Based on the available evidence on germline and tumour testing for EOC patients, germline genetic testing should be offered to all women diagnosed with EOC. The analysis should be able to detect damaging variants in all genes associated to ovarian cancer susceptibility, rather than just BRCA1/2 genes. Tumour testing, at least for BRCA1/2 genes, is recommended for all women testing negative for germline PVs. PARP inhibitors have attracted great attention and illustrate a paradigm of bench-to-bedside medicine. HR deficiency remains a strong predictor of clinical benefit from these agents. The current state of HR deficiency testing can identify patients with EOC who will most likely benefit from PARP inhibitors. Precise biomarkers for negative response prediction are pivotal. Better understanding of BRCA and its role in the development and outcomes of EOC provides a great potential to prevent many cases through improved access to genetic screening, and also to revolutionize the long-term treatment.

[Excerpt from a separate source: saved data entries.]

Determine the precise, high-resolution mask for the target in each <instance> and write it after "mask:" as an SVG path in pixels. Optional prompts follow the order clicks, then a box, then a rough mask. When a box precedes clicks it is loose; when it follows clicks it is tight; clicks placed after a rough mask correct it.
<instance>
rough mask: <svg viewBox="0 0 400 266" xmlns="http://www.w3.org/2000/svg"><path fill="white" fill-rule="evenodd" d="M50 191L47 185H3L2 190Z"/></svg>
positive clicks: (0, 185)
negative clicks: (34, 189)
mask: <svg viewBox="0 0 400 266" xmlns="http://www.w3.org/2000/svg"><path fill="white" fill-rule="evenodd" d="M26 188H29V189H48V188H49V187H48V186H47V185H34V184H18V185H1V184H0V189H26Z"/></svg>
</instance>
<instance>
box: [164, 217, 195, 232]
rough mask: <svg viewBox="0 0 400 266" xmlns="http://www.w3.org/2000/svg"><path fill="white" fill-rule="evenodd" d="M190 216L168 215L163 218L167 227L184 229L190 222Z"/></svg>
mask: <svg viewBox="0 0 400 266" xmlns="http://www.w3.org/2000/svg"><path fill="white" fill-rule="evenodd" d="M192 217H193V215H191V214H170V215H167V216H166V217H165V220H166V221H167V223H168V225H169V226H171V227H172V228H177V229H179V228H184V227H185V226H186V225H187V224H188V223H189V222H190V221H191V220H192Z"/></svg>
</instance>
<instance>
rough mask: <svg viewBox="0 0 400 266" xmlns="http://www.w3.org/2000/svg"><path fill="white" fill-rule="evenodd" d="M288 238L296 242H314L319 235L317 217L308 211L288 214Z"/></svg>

Equally, prostate cancer germline and somatic mutations have been found especially in the BRCA genes, and subsequently, germline and somatic testing is recommended. This has changed the molecular classification of prostate cancer and expands the available therapeutic options. The evaluation of the safety and efficacy of multiple PARP inhibitors has led to encouraging results. This is crucial as prostate cancer was devoid of predictive therapeutic biomarkers in the past. PARP inhibitors were initially thought to be relevant for DDR mutations, but their therapeutic implication has been expanded, as they may be combined with AR signaling and immune checkpoint inhibitors. The assessment of this strategy with potential for an increased targeted population represents an ongoing effort. The clinical outcome can be affected by several parameters including tumour vs. liquid biopsy, somatic vs. germline mutations, and programmed death-ligand 1 (PD-L1) positivity on tumour cells vs. immune cells. Finally, it is prudent to explore the resistance mechanisms to PARP inhibitors by utilizing non-invasive tools such as cfDNA, as this would help the development of subsequent treatment strategies.